Share

Bab 5

Ah aku harap keputusanku membawa Ranti pergi bukanlah keputusan yang salah, aku hanya ingin menyelamatkan Ranti dari ketidakberdayaan dan ulah keluargaku yang senang memanfaatkannya.

Lagipula aku menikahinya untuk kujadikan pendamping hidup, bukan untuk menjadi pembantu, enak saja.

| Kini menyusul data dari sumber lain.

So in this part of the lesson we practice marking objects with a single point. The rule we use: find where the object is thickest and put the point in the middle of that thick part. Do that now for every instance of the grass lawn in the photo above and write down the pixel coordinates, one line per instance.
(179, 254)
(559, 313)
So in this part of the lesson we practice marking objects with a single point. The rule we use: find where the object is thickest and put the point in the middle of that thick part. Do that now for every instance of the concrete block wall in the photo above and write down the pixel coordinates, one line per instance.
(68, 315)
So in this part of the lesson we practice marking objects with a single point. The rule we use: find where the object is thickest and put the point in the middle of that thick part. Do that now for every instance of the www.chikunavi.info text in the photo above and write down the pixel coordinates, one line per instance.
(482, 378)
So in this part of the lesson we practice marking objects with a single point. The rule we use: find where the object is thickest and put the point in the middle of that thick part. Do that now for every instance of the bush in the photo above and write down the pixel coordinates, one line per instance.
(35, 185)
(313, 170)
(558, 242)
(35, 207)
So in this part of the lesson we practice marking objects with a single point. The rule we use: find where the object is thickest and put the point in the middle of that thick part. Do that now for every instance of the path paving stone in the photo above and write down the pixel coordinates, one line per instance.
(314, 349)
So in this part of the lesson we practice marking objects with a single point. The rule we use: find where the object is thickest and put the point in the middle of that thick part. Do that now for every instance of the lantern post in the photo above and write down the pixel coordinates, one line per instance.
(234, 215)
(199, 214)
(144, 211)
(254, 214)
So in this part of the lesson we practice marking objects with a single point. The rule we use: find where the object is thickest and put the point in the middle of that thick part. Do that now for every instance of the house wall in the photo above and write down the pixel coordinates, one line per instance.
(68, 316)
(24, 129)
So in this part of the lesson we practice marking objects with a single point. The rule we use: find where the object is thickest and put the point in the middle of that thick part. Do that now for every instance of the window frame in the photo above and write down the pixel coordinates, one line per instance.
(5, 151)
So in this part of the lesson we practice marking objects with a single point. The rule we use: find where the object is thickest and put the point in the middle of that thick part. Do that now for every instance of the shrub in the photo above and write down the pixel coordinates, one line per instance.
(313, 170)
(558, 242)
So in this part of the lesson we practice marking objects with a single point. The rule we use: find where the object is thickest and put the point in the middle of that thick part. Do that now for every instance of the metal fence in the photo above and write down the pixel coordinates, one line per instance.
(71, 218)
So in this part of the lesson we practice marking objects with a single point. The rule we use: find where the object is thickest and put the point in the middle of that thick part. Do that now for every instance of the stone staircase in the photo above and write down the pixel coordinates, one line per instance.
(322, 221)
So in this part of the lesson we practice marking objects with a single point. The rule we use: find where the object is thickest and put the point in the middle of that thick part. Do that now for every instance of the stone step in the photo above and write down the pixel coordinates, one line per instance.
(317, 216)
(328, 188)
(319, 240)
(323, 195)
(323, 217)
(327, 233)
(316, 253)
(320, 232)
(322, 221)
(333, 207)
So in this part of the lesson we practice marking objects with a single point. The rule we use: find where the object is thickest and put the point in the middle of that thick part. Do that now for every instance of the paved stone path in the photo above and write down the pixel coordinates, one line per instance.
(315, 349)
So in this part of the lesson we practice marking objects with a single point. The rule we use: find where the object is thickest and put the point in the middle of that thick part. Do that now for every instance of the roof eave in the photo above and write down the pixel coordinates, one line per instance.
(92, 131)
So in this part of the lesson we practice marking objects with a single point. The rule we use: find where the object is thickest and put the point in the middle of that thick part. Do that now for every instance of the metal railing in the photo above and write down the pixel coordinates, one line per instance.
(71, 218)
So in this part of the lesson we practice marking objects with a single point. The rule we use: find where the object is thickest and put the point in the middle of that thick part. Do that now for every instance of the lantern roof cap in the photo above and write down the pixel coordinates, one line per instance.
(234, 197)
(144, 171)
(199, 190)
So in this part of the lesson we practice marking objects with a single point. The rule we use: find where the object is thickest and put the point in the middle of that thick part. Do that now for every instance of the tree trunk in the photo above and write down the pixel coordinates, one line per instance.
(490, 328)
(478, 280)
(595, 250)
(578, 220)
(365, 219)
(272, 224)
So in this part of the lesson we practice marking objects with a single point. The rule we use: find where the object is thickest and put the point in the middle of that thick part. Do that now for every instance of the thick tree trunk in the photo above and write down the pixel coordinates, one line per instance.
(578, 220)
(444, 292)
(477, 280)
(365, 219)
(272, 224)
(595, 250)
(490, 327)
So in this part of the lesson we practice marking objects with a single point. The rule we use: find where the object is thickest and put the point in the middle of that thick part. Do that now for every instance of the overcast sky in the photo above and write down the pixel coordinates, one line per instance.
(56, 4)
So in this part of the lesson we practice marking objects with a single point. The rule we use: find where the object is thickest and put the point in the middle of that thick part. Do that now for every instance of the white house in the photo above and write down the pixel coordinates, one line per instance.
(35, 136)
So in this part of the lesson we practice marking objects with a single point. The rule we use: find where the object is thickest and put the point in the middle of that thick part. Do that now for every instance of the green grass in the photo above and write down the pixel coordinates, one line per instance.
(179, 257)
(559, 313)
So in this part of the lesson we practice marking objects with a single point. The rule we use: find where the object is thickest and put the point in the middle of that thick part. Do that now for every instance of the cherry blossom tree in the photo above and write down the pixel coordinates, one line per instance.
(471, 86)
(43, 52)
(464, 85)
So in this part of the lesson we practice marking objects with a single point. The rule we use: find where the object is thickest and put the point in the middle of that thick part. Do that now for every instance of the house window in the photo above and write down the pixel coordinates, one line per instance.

"Ya udah nanti Haris ambil lagi uang gaji Haris ke Kania," jawab Mas Haris akhirnya dengan nada suara yang frustasi.

"Bagus, gitu dong, lagian si Kania kan juga kerja, gak usahlah kamu kasih dia uang, biar uangmu buat berobat Bapak saja, kamu kasih semua ke Ibu," kata Ibu lagi, berusaha sekuat tenaga agar anak lelakinya itu mau menuruti beliau.

"Ya udah iya." Lagi-lagi Mas Haris setuju walau dari nada suaranya kudengar tampak sangat berat.

Bagaimana tidak berat? Walau bagaimanapun siapa sih yang ingin urusan keuangan dan urusan rumah tangganya dicampuri orang lain?

Walau yang mencampurinya adalah ibu sendiri, rasanya tetap saja berat.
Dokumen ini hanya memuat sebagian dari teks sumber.